Untuk memenuhi hal tersebut, maka perlu sekali adanya perumusan
dan pelaksanaan strategi pembelajaran yang terarah, efektif dan efesien dalam
pembelajaran Fiqih di MTs, agar pembelajaran Fiqih benar-benar menjadikan
8
peserta didik yang memiliki kepribadian utuh serta cakap dalam menjalani
kehidupannya dengan baik. Sehingga peserta didik dapat menjalankan misinya
sebagai khalifah di dunia dengan baik, guna memakmurkan alam semesta dan
seisinya, sebagai realisasi bahwa Islam diturunkan ke bumi untuk rahmat seisi
alam (Zamroni, 2007: 228).
MTs N Model Babakan Kabupaten Tegal merupakan institusi
pendidikan tingkat menengah yang berupaya melaksanakan strategi
pembelajaran life skill dalam mata pelajaran Fiqih.
Berdasarkan latar belakang masalah yang telah dipaparkan di atas,
penulis tertarik untuk meneliti dengan judul “ Implementasi Strategi
Pembelajaran Life Skill Dalam Mata Pelajaran Fiqih di MTs N Model Babakan
Kabupaten Tegal ”.
B. Perumusan Masalah
Bertitik tolak dari latar belakang masalah tersebut di atas maka
muncul permasalahan yang berkaitan dengan implementasi strategi
pembelajaran life skill di bidang Fiqih.
Fokus masalah di atas dapat dirinci sebagai berikut :
1. Bagaimana penerapan strategi pembelajaran life skill dalam mata
pelajaran Fiqih di MTs N Model Babakan Kabupaten Tegal?

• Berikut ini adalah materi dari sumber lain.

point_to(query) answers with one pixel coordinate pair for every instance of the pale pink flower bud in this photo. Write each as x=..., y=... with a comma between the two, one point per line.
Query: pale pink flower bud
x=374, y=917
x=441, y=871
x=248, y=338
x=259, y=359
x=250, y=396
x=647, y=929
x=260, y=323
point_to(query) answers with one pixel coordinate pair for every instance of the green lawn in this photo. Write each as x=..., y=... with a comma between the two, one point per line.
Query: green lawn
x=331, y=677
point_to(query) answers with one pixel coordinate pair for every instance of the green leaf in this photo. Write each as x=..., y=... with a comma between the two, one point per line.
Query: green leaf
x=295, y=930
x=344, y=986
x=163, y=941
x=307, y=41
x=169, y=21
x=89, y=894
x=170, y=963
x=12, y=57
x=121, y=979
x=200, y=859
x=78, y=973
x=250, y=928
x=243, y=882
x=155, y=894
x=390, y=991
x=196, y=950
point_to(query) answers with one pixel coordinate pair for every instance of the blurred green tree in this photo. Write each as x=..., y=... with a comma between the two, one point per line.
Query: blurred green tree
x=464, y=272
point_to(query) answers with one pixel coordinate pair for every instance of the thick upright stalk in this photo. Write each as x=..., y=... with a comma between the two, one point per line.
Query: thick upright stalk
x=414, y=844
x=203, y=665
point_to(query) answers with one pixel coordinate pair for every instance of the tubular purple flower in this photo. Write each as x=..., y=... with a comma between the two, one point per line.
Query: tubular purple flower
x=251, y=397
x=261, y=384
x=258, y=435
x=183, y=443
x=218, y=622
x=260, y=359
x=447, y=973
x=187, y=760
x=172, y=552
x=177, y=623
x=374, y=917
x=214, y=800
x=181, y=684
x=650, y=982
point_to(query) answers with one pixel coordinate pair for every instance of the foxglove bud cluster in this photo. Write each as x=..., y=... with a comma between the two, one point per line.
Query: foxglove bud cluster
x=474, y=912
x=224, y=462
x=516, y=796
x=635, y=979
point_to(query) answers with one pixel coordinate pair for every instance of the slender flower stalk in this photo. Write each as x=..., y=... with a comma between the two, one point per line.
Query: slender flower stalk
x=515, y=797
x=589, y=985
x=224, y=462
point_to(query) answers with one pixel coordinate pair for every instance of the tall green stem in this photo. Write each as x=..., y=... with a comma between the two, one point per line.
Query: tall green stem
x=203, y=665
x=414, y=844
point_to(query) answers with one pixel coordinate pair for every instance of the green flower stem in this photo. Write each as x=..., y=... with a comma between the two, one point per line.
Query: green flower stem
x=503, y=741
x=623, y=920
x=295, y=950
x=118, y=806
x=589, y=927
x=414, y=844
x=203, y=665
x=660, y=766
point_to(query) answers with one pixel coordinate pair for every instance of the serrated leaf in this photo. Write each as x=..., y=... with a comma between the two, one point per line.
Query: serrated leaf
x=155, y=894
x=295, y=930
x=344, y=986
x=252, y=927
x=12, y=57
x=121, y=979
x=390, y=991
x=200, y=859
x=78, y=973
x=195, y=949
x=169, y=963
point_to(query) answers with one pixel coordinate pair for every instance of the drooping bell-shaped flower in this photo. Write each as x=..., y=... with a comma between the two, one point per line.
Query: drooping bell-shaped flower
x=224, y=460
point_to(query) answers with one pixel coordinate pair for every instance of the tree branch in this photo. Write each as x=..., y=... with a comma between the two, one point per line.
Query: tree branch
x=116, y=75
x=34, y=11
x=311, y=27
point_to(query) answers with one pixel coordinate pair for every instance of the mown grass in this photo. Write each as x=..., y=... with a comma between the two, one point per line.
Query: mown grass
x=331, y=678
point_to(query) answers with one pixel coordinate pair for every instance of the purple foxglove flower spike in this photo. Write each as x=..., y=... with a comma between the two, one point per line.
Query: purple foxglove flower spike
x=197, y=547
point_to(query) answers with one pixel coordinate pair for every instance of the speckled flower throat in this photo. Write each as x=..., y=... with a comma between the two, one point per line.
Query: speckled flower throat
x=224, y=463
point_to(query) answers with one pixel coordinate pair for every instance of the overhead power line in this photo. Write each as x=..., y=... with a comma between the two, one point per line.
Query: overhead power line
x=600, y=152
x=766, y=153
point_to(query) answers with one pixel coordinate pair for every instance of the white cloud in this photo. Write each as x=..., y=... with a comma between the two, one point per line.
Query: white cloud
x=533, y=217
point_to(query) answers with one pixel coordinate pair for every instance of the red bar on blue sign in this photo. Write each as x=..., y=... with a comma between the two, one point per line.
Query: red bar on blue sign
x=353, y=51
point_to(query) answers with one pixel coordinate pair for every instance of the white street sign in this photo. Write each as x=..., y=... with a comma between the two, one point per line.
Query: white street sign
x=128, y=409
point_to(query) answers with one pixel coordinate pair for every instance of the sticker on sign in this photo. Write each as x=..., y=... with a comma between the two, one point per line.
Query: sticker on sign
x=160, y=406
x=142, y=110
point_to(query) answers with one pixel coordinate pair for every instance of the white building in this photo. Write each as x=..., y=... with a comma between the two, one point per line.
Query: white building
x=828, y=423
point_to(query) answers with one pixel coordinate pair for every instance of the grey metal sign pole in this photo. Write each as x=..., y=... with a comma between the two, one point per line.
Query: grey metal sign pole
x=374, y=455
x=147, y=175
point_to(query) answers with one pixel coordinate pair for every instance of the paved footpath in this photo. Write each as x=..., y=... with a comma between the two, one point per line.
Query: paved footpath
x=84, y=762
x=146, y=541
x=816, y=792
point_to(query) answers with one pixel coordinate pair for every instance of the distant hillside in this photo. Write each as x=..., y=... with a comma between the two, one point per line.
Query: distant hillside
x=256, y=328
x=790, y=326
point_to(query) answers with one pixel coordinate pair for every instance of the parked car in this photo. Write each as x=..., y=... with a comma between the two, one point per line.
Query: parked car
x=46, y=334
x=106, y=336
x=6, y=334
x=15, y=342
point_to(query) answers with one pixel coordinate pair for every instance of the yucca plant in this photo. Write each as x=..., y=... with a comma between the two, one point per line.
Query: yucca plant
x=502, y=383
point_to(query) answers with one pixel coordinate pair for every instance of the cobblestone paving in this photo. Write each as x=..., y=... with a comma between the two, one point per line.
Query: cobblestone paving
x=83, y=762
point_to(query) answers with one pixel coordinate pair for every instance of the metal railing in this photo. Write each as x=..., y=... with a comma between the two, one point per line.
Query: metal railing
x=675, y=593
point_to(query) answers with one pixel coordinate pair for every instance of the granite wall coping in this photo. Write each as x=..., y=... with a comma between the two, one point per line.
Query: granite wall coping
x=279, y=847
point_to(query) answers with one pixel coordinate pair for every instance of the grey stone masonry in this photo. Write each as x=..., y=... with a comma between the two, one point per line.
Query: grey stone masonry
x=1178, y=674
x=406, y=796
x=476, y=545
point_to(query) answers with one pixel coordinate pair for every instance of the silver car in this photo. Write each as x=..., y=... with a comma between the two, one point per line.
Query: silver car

2. Bagaimana efektivitas pembelajaran life skill dalam mata pelajaran Fiqih
di MTs N Model Babakan Kabupaten Tegal?
9
C. Tujuan dan Signifikansi Penelitian
Penelitian di MTs N Model Babakan Kabupaten Tegal ini
dititikberatkan pada proses pembelajaran yang bertujuan untuk
mendeskripsikan:
1. Pelaksanaan strategi pembelajaran life skill dalam mata pelajaran Fiqih di
MTs N Model Babakan Kabupaten Tegal.
2. Efektivitas pembelajaran life skill dalam mata pelajaran Fiqih di MTs N
Model Babakan Kabupaten Tegal.
Hasil kajian yang berupa gambaran yang jelas tentang pokok–pokok
persoalan sebagimana tersebut di atas, diharapkan dapat digunakan sebagai :
1. Masukan dan bahan pertimbangan bagi para pengambil kebijakan dalam
pendidikan dan bagi praktisi pendidikan dan MTs negeri maupun swasta
agar dalam pembelajaran life skill pada mata pelajaran Fiqih bagi
pendidikan anak sesuai dengan tujuan yang diharapkan.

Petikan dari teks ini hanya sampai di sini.